En 1504, la ville connut une terrible sécheresse de printemps. La population organisa une grande procession à laquelle succéda une pluie salvatrice, attribuée par les habitants à la prière de leurs saints martyrs Exupère, Félicien et Séverin, dont les reliques reposaient dans l’église de la cité. En leur honneur, les Romanais décidèrent de faire représenter en 1509, pour le cinquième anniversaire de l’événement, une œuvre poétique et théâtrale intitulée Le Mystère des trois Doms. Cette pièce fut jouée pendant trois jours, durant les fêtes de Pentecôte. En 1516, un riche marchand de la cité, Romanet Boffin, conçut et fit aménager dans la ville un chemin de croix qui aboutissait au calvaire des Récollets, intégrant la dévotion populaire à la trame urbaine.

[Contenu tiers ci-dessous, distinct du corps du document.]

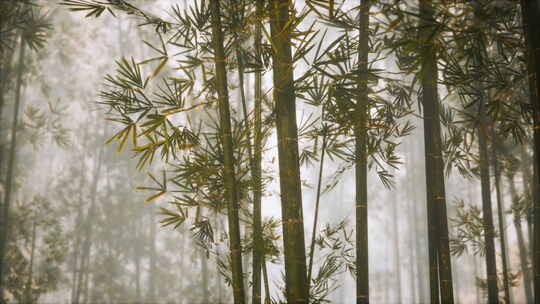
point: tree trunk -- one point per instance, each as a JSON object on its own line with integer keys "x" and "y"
{"x": 228, "y": 168}
{"x": 151, "y": 297}
{"x": 487, "y": 213}
{"x": 4, "y": 237}
{"x": 360, "y": 135}
{"x": 289, "y": 167}
{"x": 531, "y": 28}
{"x": 258, "y": 250}
{"x": 523, "y": 256}
{"x": 317, "y": 202}
{"x": 82, "y": 282}
{"x": 28, "y": 289}
{"x": 500, "y": 215}
{"x": 439, "y": 248}
{"x": 397, "y": 254}
{"x": 204, "y": 270}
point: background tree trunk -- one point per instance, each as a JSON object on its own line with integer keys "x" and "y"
{"x": 360, "y": 134}
{"x": 228, "y": 158}
{"x": 289, "y": 167}
{"x": 439, "y": 248}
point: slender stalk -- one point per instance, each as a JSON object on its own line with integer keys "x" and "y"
{"x": 360, "y": 135}
{"x": 397, "y": 254}
{"x": 523, "y": 256}
{"x": 531, "y": 28}
{"x": 317, "y": 202}
{"x": 296, "y": 284}
{"x": 153, "y": 260}
{"x": 439, "y": 248}
{"x": 4, "y": 237}
{"x": 487, "y": 214}
{"x": 228, "y": 168}
{"x": 258, "y": 246}
{"x": 500, "y": 210}
{"x": 88, "y": 229}
{"x": 28, "y": 288}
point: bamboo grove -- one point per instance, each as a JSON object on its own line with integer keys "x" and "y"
{"x": 217, "y": 111}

La Réforme progressa fortement dans la région et de nombreux habitants de Romans s’y convertirent. En 1561, les protestants menacèrent d’expulsion les cordeliers de la ville. La crise religieuse s’accompagna d’une crise sociale et politique dirigée contre les chanoines. Elle atteignit son point culminant en 1562: le pays de Romans fut ravagé et la collégiale Saint-Barnard mise à sac. En février 1580, durant quinze jours, la ville se lança dans un carnaval qui dégénéra en tuerie; cet épisode complexe, mêlant guerres de Religion, crise économique, inégalités sociales et rivalité entre noblesse et bourgeoisie, fut analysé par l’historien Emmanuel Le Roy Ladurie dans son ouvrage Le Carnaval de Romans publié en 1979. En 1642, le traité de Péronne fut signé entre Louis XIII et le prince de Monaco Honoré II, qui devint duc de Valentinois et reçut à ce titre des droits de justice seigneuriale sur Romans. En 1680, le bourg situé en face de la cité, sur l’autre rive de l’Isère, devint Bourg-de-Péage, communauté indépendante. Cette histoire institutionnelle longue, marquée par la coexistence d’autorités religieuses et politiques distinctes, façonna l’identité de la cité jusqu’à l’époque moderne.
Patrimoine religieux
Le patrimoine religieux de Romans-sur-Isère trouve son origine dans la fondation, au début du IXe siècle, de l’abbaye de Saint-Barnard, qui fut le premier seigneur de la cité et dont le chapitre cumulait alors les pouvoirs spirituel et temporel. Au Xe siècle, les moines furent remplacés par des chanoines placés sous la surveillance de l’abbé Léger, archevêque de Vienne, et l’église devint collégiale; vers 950, les moines furent sécularisés et le titre abbatial uni à l’archevêché de Vienne. La collégiale Saint-Barnard, lieu de signature de la charte de libertés municipales en 1160 sous l’intervention du dauphin, conserve la mémoire de ce double pouvoir religieux et temporel. Les reliques des saints martyrs Exupère, Félicien et Séverin, dont la dévotion s’exprima notamment lors de la procession de 1504 et dans Le Mystère des trois Doms représenté en 1509 pendant les fêtes de Pentecôte, en ont fait un lieu de pèlerinage local très suivi. Le chemin de croix conçu en 1516 par le marchand Romanet Boffin, aboutissant au calvaire des Récollets, marqua durablement le paysage dévotionnel urbain; la collégiale fut elle-même mise à sac en 1562 lors des troubles religieux opposant catholiques et protestants.